The marketplace - dubbed AppExchange - will feature applications such as human resources and project management developed by Salesforce.com and by third party software companies.
The company is hoping this will drive demand for its "on demand" hosted software model, which the applications will run on.
Speaking at the company's Dreamforce customer event in San Francisco, Salesforce.com chairman and CEO Marc Benioff said: "What if there was an eBay of enterprise applications? What if there was an iTunes music store of enterprise applications?
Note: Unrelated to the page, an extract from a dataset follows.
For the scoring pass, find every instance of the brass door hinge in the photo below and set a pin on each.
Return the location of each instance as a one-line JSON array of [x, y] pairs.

We call that the AppExchange."
The exchange currently features 70 applications which can be previewed now, and customers will be able to install applications with the winter 2006 release of Salesforce, expected in the fourth quarter of this year.
Benioff said: "You will see a wide range of applications but they will all run on the Salesforce.com platform that you already have. The iPod is to iTunes as salesforce.com is to the AppExchange."
The company hopes that by providing more applications it can increase the number of subscribers it has beyond its traditional CRM user base.
Benioff added: "I think this is a fundamental piece we needed to accelerate the use of Salesforce.com by non-CRM users inside companies."
Some applications developed by salesforce.com will be free, those offered by third party developers will be charged for.
The move was welcomed by salesforce.com customer Kelli Ritschel-Boehle of Kerry Ingredients: "To be able to take these [applications and components] and apply them to Kerry makes my job easier. It just opens up tons of new opportunities for us," she said.
Bruce Richardson chief research officer at AMR Research was similarly bullish: "We are going to see a lot more pressure on IT costs - we are just not going to continue to write these big cheques and do the big upgrades. CEOs are saying 'where is the value coming from? I want to lower the cost of the back office'. This is the wave of the future."
But David Bradshaw principle analyst at research house Ovum was more cautious.
He told silicon.com: "It's early days. I think it solves a key problem which was that they didn't have any vertical market specific applications. With this they've provided a substantial mechanism for other people to develop these applications for them."